Mesures d’application

  1. En cas de manquement aux principes d’éthique et aux règles de déontologie du présent code, l’autorité compétente pour agir est le secrétaire général associé responsable des emplois supérieurs au ministère du Conseil exécutif.
  2. Le ou la titulaire de la présidence du Comité est responsable de la mise en œuvre et de l’application du présent code.

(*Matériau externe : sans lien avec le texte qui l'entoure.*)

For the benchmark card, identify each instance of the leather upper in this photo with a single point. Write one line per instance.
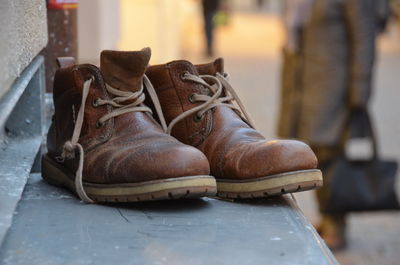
(128, 148)
(233, 148)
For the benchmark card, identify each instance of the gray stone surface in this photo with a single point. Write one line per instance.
(23, 33)
(53, 227)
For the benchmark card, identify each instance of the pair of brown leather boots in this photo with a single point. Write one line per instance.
(116, 138)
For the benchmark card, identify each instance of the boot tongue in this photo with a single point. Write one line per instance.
(211, 68)
(124, 70)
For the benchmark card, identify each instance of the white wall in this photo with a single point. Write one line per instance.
(98, 28)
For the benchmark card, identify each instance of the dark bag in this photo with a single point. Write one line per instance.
(361, 185)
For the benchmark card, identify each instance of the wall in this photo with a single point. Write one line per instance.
(23, 33)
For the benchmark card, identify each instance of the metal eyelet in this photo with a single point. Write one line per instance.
(99, 124)
(191, 98)
(95, 103)
(197, 118)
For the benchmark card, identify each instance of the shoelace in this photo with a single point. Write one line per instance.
(217, 86)
(138, 97)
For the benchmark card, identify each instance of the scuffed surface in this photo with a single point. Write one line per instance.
(23, 34)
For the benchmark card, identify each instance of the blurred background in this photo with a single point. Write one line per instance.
(250, 36)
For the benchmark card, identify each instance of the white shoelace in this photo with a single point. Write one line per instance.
(219, 84)
(138, 98)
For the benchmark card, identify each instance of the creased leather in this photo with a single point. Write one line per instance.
(129, 148)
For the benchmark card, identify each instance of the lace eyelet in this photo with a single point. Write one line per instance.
(191, 98)
(197, 118)
(183, 75)
(95, 103)
(99, 124)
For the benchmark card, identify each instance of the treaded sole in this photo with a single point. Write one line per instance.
(164, 189)
(278, 184)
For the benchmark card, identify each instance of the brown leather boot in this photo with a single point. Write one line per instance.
(197, 102)
(105, 145)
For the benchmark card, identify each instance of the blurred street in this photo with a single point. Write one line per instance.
(251, 45)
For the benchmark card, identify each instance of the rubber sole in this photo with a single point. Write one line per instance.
(164, 189)
(273, 185)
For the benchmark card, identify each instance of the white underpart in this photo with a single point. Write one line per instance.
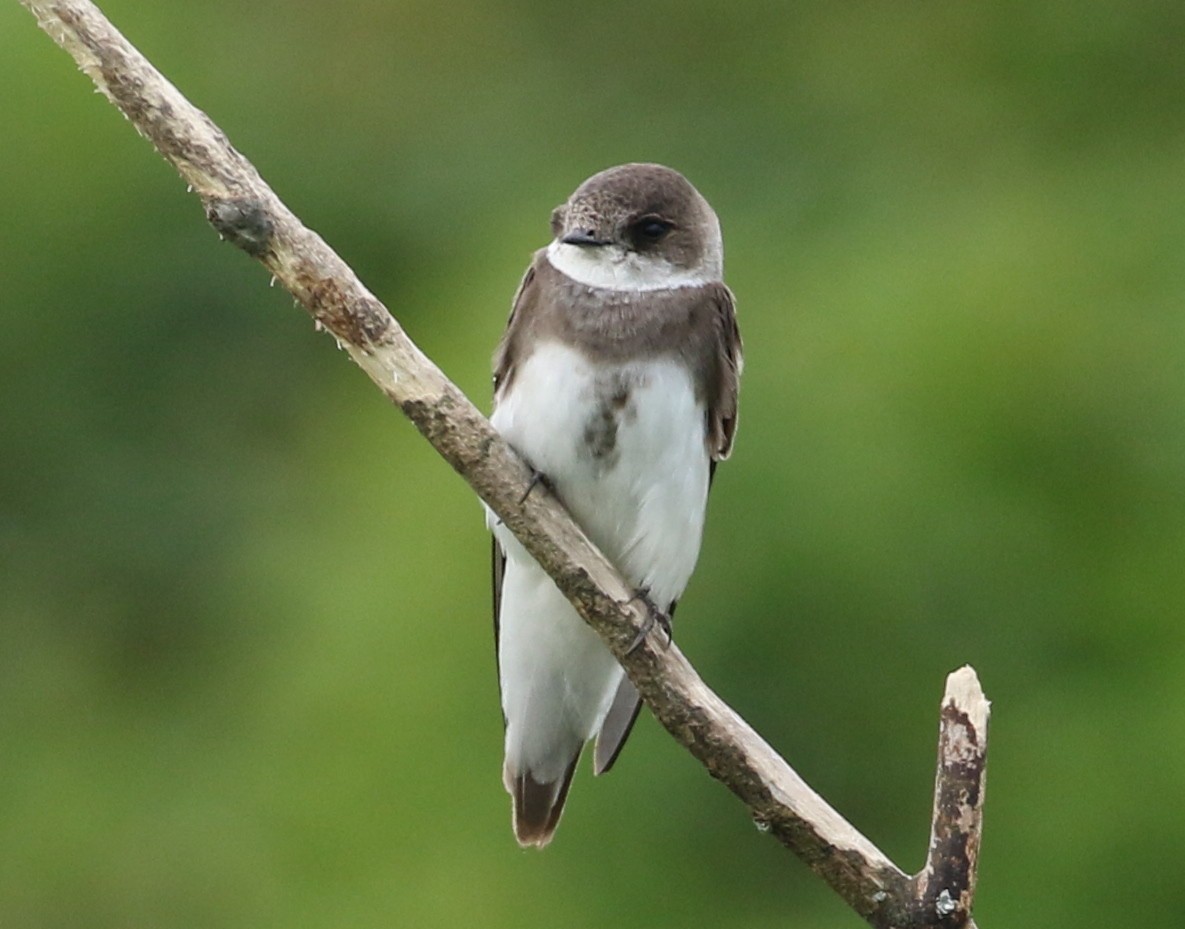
(615, 268)
(646, 513)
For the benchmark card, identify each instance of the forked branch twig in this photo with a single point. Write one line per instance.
(245, 211)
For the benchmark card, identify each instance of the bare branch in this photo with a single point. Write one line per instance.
(947, 883)
(245, 211)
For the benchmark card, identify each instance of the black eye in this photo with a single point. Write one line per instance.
(652, 228)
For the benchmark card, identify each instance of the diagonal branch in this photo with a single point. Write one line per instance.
(247, 212)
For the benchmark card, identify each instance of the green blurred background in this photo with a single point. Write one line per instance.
(245, 662)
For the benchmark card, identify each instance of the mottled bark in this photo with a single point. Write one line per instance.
(245, 212)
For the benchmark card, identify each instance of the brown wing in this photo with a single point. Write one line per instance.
(725, 377)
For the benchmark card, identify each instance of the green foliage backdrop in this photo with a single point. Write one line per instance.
(247, 674)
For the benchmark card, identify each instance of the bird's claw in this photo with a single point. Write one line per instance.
(654, 616)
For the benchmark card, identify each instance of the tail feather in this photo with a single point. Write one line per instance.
(537, 806)
(616, 725)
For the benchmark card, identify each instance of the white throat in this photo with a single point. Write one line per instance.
(614, 268)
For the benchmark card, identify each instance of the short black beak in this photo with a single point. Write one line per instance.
(582, 238)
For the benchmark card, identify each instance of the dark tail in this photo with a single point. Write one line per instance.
(537, 806)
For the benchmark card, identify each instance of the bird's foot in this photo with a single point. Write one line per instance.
(654, 616)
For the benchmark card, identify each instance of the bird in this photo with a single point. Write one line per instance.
(616, 379)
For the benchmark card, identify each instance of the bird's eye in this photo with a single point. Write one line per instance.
(652, 228)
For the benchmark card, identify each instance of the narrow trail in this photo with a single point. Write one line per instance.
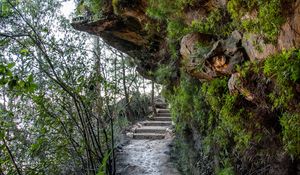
(148, 152)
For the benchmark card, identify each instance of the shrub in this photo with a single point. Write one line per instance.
(285, 68)
(267, 22)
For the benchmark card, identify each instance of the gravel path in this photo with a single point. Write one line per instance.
(146, 157)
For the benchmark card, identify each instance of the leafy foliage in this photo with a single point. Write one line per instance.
(266, 22)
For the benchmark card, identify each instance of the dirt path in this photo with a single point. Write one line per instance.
(146, 157)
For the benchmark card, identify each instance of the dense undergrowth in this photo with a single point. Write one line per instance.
(237, 135)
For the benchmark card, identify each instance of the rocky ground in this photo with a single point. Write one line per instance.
(147, 157)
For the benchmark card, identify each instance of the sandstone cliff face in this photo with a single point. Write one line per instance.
(126, 31)
(125, 26)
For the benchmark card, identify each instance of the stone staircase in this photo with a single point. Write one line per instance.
(157, 127)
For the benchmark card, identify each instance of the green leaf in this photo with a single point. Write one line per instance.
(11, 65)
(24, 52)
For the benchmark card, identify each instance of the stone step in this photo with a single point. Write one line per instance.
(161, 105)
(163, 115)
(150, 136)
(162, 119)
(162, 110)
(157, 123)
(151, 129)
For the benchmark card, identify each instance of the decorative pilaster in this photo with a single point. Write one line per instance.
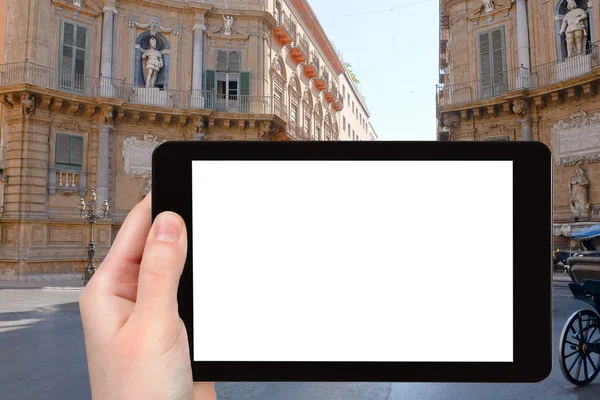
(523, 45)
(198, 65)
(106, 88)
(107, 41)
(521, 108)
(102, 170)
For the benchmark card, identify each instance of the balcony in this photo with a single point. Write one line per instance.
(67, 181)
(311, 70)
(299, 49)
(331, 93)
(321, 80)
(284, 31)
(504, 82)
(25, 73)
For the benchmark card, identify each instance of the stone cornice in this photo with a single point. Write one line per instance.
(309, 18)
(187, 7)
(89, 8)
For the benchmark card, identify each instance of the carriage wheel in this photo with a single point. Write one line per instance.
(579, 347)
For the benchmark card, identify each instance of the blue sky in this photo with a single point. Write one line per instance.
(394, 55)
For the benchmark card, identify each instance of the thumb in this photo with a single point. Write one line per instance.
(161, 268)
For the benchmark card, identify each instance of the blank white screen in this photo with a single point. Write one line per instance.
(353, 261)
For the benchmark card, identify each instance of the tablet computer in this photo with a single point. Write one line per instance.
(363, 261)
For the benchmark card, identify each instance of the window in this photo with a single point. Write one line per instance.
(229, 82)
(293, 112)
(68, 152)
(73, 55)
(492, 62)
(306, 124)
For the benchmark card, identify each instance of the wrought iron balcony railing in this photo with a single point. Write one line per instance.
(521, 78)
(50, 78)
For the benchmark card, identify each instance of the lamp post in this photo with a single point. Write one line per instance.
(88, 212)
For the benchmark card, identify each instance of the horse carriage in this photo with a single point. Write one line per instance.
(579, 343)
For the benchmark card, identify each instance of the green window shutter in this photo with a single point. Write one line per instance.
(498, 61)
(492, 63)
(221, 61)
(245, 83)
(67, 54)
(210, 77)
(76, 153)
(73, 55)
(62, 149)
(485, 64)
(244, 99)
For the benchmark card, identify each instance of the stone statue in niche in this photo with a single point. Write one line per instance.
(488, 5)
(228, 23)
(28, 103)
(152, 62)
(574, 27)
(578, 188)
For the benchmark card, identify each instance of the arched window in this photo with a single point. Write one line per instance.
(294, 109)
(307, 105)
(318, 121)
(278, 80)
(328, 128)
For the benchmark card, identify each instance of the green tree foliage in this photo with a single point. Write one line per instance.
(351, 73)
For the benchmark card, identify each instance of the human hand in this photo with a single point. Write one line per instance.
(136, 343)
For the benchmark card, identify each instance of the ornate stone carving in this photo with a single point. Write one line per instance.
(65, 235)
(107, 115)
(154, 26)
(576, 140)
(574, 27)
(488, 5)
(451, 122)
(578, 188)
(28, 103)
(520, 107)
(152, 62)
(137, 155)
(147, 189)
(227, 24)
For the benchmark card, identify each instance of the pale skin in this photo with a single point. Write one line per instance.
(136, 343)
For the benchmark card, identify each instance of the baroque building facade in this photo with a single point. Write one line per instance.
(355, 117)
(90, 87)
(521, 70)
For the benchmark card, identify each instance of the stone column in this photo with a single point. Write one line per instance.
(107, 51)
(198, 66)
(102, 167)
(522, 45)
(526, 135)
(521, 109)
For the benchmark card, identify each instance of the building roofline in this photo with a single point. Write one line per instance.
(311, 20)
(356, 91)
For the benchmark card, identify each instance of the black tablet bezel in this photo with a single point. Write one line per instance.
(532, 217)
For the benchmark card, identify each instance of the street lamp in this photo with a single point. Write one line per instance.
(88, 212)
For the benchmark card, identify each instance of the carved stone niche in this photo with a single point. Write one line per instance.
(577, 139)
(497, 132)
(137, 155)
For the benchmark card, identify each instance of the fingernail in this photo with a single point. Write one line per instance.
(167, 228)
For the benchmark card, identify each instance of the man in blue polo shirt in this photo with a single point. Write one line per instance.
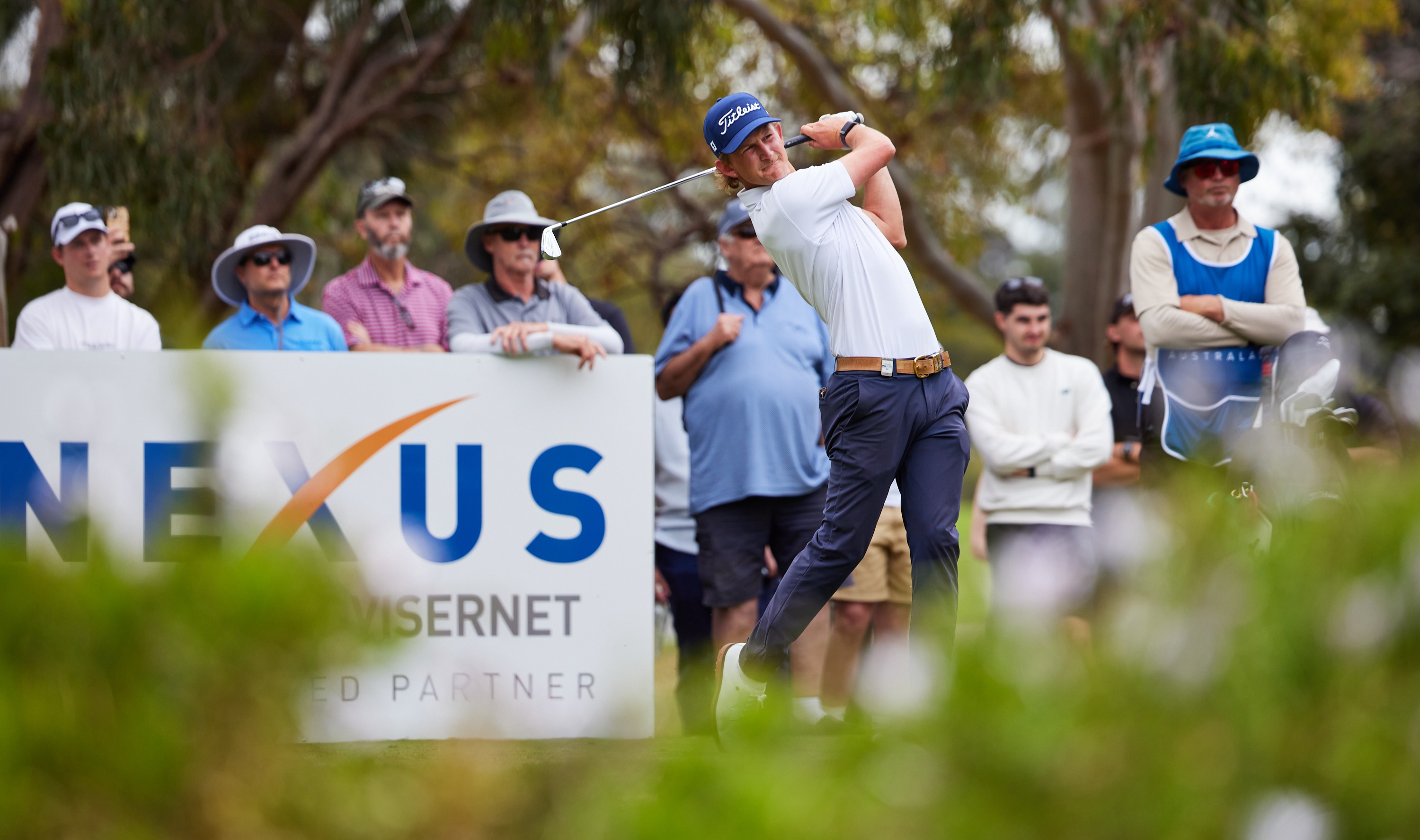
(260, 274)
(749, 355)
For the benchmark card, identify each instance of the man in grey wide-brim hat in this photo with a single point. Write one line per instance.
(515, 311)
(260, 274)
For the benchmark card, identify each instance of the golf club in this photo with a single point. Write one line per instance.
(551, 250)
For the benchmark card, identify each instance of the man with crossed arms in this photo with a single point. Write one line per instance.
(892, 409)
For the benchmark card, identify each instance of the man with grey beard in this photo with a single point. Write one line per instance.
(387, 304)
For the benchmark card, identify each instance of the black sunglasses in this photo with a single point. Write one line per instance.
(91, 215)
(512, 235)
(263, 259)
(1019, 282)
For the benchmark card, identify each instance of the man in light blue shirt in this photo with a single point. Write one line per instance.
(256, 276)
(750, 355)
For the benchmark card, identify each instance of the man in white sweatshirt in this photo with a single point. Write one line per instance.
(1041, 420)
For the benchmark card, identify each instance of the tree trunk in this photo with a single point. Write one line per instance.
(22, 164)
(1165, 134)
(1104, 117)
(357, 94)
(827, 81)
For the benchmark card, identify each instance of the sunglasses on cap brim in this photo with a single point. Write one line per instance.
(1019, 282)
(263, 259)
(512, 235)
(384, 185)
(1207, 168)
(67, 222)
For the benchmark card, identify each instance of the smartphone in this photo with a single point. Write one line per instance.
(118, 225)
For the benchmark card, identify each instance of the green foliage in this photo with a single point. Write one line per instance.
(144, 707)
(1364, 267)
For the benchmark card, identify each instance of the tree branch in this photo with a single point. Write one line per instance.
(346, 110)
(828, 83)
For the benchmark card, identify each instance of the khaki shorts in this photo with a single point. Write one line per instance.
(885, 572)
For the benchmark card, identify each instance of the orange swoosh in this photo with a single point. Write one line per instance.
(313, 494)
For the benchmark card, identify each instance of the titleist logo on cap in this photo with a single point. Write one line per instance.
(729, 117)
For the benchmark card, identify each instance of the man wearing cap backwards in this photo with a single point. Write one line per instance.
(1209, 289)
(749, 357)
(86, 314)
(387, 304)
(256, 276)
(891, 411)
(515, 311)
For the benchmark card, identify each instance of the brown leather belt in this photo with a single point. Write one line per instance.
(922, 367)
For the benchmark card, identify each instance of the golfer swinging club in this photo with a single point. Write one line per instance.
(894, 409)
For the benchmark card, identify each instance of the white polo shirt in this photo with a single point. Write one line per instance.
(69, 321)
(841, 265)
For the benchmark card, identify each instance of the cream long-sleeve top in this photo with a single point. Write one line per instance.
(1051, 418)
(1156, 292)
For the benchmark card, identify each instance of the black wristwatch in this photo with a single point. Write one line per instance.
(843, 133)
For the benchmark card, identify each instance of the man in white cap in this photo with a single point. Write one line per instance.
(515, 311)
(86, 314)
(256, 276)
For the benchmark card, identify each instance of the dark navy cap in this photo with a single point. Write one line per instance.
(732, 120)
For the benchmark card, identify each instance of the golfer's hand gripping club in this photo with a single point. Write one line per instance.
(553, 250)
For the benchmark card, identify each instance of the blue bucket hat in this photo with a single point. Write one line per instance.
(1216, 141)
(732, 120)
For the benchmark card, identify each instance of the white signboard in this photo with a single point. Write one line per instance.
(499, 513)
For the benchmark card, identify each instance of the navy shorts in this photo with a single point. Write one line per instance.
(733, 535)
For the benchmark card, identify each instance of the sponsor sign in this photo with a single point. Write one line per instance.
(499, 513)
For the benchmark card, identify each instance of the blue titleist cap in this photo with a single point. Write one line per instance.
(732, 120)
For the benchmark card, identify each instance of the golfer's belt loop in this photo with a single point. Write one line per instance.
(925, 367)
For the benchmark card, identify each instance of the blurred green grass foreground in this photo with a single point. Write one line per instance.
(1217, 693)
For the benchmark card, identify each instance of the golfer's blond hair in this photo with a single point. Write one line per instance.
(726, 184)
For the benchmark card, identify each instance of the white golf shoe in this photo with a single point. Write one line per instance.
(735, 693)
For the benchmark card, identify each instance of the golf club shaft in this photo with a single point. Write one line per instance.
(789, 144)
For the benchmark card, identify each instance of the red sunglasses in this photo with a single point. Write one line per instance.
(1207, 168)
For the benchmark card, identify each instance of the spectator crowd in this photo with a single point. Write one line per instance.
(742, 374)
(385, 304)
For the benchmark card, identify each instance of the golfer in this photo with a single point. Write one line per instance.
(892, 409)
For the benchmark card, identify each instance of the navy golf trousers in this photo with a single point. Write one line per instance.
(877, 429)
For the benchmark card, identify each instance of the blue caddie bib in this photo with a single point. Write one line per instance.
(1210, 397)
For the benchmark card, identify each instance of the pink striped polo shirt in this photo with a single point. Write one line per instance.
(412, 318)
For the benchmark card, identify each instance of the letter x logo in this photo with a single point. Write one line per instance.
(309, 494)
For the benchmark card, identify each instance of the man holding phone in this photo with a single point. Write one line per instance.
(121, 270)
(86, 314)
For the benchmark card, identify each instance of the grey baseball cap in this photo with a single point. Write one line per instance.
(735, 216)
(380, 192)
(507, 208)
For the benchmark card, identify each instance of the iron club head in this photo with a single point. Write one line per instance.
(551, 250)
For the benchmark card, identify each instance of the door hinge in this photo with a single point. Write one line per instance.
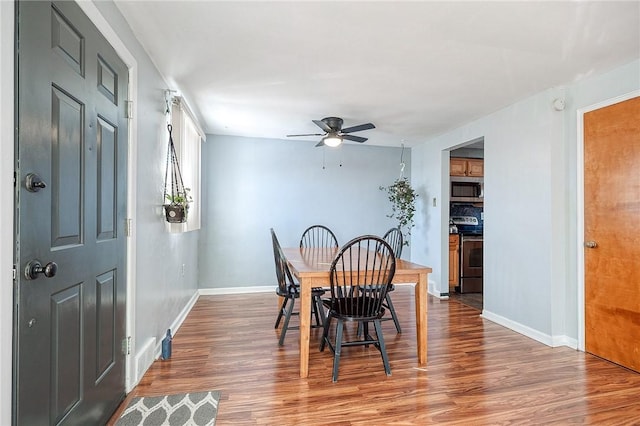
(126, 345)
(128, 227)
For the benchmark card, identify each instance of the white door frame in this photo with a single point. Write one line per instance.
(580, 204)
(121, 49)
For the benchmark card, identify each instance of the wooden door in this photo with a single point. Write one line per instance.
(612, 232)
(71, 189)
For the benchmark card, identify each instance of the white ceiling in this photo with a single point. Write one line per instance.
(415, 69)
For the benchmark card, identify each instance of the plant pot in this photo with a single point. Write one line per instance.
(176, 213)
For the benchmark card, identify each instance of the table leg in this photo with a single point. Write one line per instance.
(305, 326)
(421, 318)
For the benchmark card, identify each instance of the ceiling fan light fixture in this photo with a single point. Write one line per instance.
(332, 140)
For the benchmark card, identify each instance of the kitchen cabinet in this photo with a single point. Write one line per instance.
(454, 261)
(472, 167)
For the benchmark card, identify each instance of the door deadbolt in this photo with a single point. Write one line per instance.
(35, 268)
(34, 183)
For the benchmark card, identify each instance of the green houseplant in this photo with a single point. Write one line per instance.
(403, 205)
(177, 207)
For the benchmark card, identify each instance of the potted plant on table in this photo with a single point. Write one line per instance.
(403, 205)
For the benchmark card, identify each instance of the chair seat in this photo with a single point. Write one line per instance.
(351, 309)
(294, 291)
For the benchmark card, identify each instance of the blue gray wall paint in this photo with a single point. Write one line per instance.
(252, 184)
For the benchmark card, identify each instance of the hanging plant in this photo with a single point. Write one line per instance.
(403, 205)
(177, 200)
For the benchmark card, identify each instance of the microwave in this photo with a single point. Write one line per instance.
(467, 189)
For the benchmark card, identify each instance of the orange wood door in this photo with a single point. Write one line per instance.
(612, 222)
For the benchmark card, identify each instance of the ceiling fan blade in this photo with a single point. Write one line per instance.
(323, 125)
(307, 134)
(359, 128)
(354, 138)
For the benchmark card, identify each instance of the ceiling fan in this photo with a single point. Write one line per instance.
(334, 134)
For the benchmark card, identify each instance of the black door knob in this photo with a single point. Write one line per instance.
(35, 268)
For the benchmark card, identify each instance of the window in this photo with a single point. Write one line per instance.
(187, 139)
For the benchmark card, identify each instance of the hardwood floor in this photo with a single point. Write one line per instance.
(477, 372)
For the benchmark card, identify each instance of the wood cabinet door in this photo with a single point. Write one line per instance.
(475, 167)
(458, 167)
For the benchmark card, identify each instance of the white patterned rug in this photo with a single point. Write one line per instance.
(197, 409)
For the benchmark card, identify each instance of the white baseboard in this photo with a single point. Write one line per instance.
(553, 341)
(236, 290)
(152, 349)
(175, 326)
(143, 360)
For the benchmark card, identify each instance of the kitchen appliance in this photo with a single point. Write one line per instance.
(466, 189)
(471, 253)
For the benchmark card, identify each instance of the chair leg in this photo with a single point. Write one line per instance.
(393, 313)
(282, 308)
(383, 350)
(338, 349)
(325, 333)
(285, 326)
(318, 311)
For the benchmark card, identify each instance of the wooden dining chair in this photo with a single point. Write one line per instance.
(318, 236)
(359, 276)
(289, 290)
(394, 238)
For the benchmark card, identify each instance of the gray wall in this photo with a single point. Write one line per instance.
(251, 185)
(531, 212)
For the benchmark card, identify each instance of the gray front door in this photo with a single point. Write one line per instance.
(70, 294)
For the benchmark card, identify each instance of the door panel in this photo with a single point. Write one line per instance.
(69, 354)
(612, 210)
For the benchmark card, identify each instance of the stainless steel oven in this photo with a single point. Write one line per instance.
(471, 254)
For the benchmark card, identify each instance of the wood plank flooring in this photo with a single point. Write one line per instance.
(477, 372)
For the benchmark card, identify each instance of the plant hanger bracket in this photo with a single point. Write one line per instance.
(178, 197)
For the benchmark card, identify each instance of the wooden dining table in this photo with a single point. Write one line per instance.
(311, 267)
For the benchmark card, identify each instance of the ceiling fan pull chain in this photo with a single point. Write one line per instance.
(402, 162)
(323, 157)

Il ou elle doit s’assurer du respect par tous les membres des principes d’éthique et des règles de déontologie qui y sont énoncés et informer l’autorité compétente des cas de manquement.
  3. Les membres visés par une allégation de manquement aux principes d’éthique et aux règles de déontologie du présent code peuvent être relevés provisoirement de leurs fonctions par l’autorité compétente, afin de permettre la prise d’une décision appropriée dans le cas d’une situation urgente ou dans un cas présumé de faute grave.
  4. L’autorité compétente fait part au membre concerné du manquement reproché ainsi que de la sanction qui peut lui être imposée et informe ce dernier qu’il peut, dans les sept jours, lui fournir ses observations et, s’il le demande, être entendu sur le sujet.
  5. Sur conclusion que le membre du Comité a contrevenu aux principes d’éthique et aux règles de déontologie du présent code, l’autorité compétente lui impose une sanction.
  6. La sanction imposée est soit la réprimande, soit la révocation. Toute sanction imposée doit être écrite et motivée.

Adopté à la 2e réunion du CCAFE le 19 avril 2000
Révisé à la 16e réunion le 20 février 2002
Révisé à la 99e réunion le 15 octobre 2014

1 Édicté en vertu de la Loi sur le ministère du Conseil exécutif (RLRQ, c. M-30, a.3.0.1).